Bennett looks at all the worrying signs: the erosion of marriage, the increase in divorce, the promotion of alternative lifestyles, the degrading of values, the increase in cohabitation, and the triumph of feminism, individualism and hedonism.

These trends, taken together, have had an enormous impact on Western culture. Indeed, the changes are as profound as they are significant. When American Senator Daniel Patrick Moynihan was recently asked to identify the biggest change he had witnessed in his 40 year political career, he replied as follows: “The biggest change, in my judgment, is that the family structure has come apart all over the North Atlantic world. . . . Something that was not imaginable forty years ago has happened.”

Bennett shares this sense of alarm and dismay. We are indeed witnessing a grand social experiment never before experienced: “We are now embarked upon an experiment that violates a universal social law. In attempting to raise children without two parents, we are seeing, on a massive scale, the voluntary breakup of the minimal family unit. This is historically unprecedented, an authentic cultural revolution – and, I believe, socially calamitous.”

Consider but one of the monumental changes taking place today: the push for homosexual marriage. “What is being demanded,” says Bennett, “Is the most revolutionary change ever made to our most important institution.” To radically alter the nature of marriage is to at the same time pry marriage from its cultural, social, religious and biological underpinnings. Once done, it then can be redefined by anyone at will.

Indeed, who is to stop two brothers from seeking marriage? Or three men? Or father and daughter? After all, the same logic applies to these cases as to homosexual marriage.

And homosexual marriage is of course simply part of a larger agenda. “The stated goal of homosexual activists is not merely tolerance; it is to force society to accept. It is normalization, validation, public legitimation, and finally public endorsement. That is a radically different matter.”

Homosexual activists will reply that there is plenty of adultery and promiscuity in the heterosexual world. But Bennett reminds us “this is not an either/or proposition. Although we should assuredly make divorce (and adultery) more of an issue in our national political debate, that does not exempt the homosexual rights movement from criticism or resistance. The family is already reeling from the effects of the sexual revolution…”

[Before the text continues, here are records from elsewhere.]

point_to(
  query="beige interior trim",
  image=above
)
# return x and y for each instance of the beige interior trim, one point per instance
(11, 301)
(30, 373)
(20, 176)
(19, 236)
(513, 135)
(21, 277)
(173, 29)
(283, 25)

The homosexual threat is but one of many assaults on marriage and family. It is certainly not the only concern. Indeed, no one factor is singled out by Bennett in the war on the family.

Bennett is clever enough to realise that there is no single cause to the collapse of the traditional family. There are economic, legal and cultural reasons one can adduce. For example, radical feminism has taken its toll. So too have liberalised divorce laws. The massive increase of working mothers is another factor. The rise and triumph of the sexual revolution is yet another important factor.

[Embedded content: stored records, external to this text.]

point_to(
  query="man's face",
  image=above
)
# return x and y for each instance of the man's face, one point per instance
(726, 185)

And he is not asking us to turn back the clock – at least not all of it. Some social changes of the past half century have been helpful. But if the over-all direction we are taking is unproductive, and in fact harmful, then it is time to reassess our direction.

As C.S. Lewis has reminded us, progress can only be achieved by getting to where you want to go to. If you have taken a wrong turn along the way, the first step is to go back to that point. And if over thirty years of social science research is correct in telling us that marriage and family breakdown are serious and damaging social problems, then the sooner we start our u-turn, the better.

While we all must play a part in the rescue of marriage and family, it is important that societies and governments also play their role: “Although there is simply no substitute for the daily love and devotion of individual husbands and wives and parents, there is also a vital need to affirm publicly, and to defend publicly, the institution that is the keystone in the arch of civilization – a keystone in desperate need of repair.”

And he reminds us that social trends are not irreversible. “Other social problems once thought to be intractable have, after all, yielded to resolute action.” The negative trends we see all around us can be turned around, if we have the commitment and care to see things change.

Part of the way we turn things around is to tell people the truth – the truth that marriage and family are good for children, for parents and society. And this book helps to make that case.